6. What specific structural adaptations allow TtXyn10C to maintain both high activity and stability when its close relative CtXyn10C fails under heat?
7. Could TtXyn10C work with other thermostable enzymes from  terrestris(e.g., GH45 cellulase) to break down complex biomass?

Author Response

Thank you for your valuable comments on our manuscript.
We have carefully read your comments and revised the manuscript accordingly. Our detailed responses can be found in the attached PDF file.

 

Author Response File: Author Response.pdf

Reviewer 3 Report

Comments and Suggestions for Authors

The article is a comprehensive study of thermostable endoglucanases and xylanases isolated from thermophilic fungus Thielavia terrestris. The main focus is on the characterization of TtXyn10C xylanase, which demonstrates exceptional thermal stability and high catalytic activity. The work is well structured, the methods are described in detail, and the results are confirmed by experimental data. The work compares TtXyn10C with other known xylanases from various organisms, which allows us to evaluate its advantages. For example, TtXyn10C surpassed the activity and thermal stability of enzymes from Humicola insolens and Halalkalibacterium halodurans.  The authors propose the use of TtXyn10C in the feed industry, where resistance to high temperatures (for example, during feed granulation) and a wide pH range are important. This makes the research not only theoretically significant, but also practically useful. However, there are several shortcomings in the article that require attention.
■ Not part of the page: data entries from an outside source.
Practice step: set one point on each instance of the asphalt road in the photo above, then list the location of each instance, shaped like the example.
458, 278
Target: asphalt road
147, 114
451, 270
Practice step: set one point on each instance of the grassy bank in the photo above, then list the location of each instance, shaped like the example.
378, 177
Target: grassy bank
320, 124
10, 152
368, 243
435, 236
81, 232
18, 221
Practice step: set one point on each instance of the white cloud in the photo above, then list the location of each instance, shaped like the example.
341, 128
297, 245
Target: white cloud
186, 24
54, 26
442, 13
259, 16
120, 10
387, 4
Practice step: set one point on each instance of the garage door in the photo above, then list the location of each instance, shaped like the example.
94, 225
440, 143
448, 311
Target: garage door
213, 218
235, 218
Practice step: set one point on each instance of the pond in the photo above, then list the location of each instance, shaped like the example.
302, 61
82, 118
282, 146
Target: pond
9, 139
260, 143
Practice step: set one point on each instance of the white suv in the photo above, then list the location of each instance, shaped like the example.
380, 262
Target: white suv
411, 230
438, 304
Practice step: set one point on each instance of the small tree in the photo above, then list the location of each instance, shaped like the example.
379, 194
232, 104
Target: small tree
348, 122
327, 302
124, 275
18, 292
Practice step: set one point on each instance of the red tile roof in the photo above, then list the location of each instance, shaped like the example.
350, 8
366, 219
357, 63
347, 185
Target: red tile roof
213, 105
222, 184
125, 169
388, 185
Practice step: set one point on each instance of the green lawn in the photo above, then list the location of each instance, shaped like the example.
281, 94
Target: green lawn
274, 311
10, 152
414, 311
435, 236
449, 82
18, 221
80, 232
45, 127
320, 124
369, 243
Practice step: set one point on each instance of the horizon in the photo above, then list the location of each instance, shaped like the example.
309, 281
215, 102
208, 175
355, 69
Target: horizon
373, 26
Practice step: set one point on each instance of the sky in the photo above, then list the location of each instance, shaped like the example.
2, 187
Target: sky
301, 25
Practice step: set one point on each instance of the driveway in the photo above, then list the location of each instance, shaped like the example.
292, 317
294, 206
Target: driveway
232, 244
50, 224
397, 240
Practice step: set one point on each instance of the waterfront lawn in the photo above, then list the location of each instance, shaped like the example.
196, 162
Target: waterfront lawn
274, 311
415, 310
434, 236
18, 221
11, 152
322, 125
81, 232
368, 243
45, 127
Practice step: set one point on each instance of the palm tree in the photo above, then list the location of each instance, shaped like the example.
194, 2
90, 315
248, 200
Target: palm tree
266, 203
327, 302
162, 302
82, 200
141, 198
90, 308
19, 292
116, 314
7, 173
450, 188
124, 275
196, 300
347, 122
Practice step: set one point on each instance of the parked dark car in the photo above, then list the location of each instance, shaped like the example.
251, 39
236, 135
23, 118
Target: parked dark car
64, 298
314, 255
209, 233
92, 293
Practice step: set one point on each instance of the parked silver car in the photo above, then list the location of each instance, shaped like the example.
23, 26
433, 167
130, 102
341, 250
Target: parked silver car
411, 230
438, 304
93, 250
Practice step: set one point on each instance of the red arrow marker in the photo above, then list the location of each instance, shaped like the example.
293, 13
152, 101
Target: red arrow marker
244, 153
1 The authors write that TtXyn10C undergoes glycosylation, but does this affect its activity and stability?
2 Can you provide kinetic parameters (e.g. Km and Vmax) for the studied enzymes, as this is important for understanding their catalytic efficiency
3 When determining enzyme activity, no standard deviations were specified or no statistical analysis of the significance of the differences was performed.
4 In the Methods it is necessary to describe in detail the conditions of cultivation of the studied strain.
5 Is it possible to analyze hydrolysis products to understand the mechanism of action of enzymes using HPLC? 
6. Was protease contamination monitored when determining enzyme activity?
7. Has protein aggregation been analyzed at high temperatures?
8. Are you going to conduct a phylogenetic analysis of the domains or sequences of amino acids responsible for thermal stability?
9.Can you make a guess why TtXyn10C has more activity?
10. Figure 4E - HiXyn line - why is there such a huge error at 70 degrees?
11. Fig. 5A - it is necessary to change the scale on the graph, the pH 3-9 lines merge into one.
12. It is necessary to make all images more visual. Everything is too small.

Author Response

Thank you for your valuable comments on our manuscript.
We have carefully read your comments and revised the manuscript accordingly. Our detailed responses can be found in the attached PDF file.

 

Author Response File: Author Response.pdf

Round 2

Reviewer 3 Report

Comments and Suggestions for Authors

The authors substantially revised the article and took into account the reviewer's comments. The article can be published in its current form.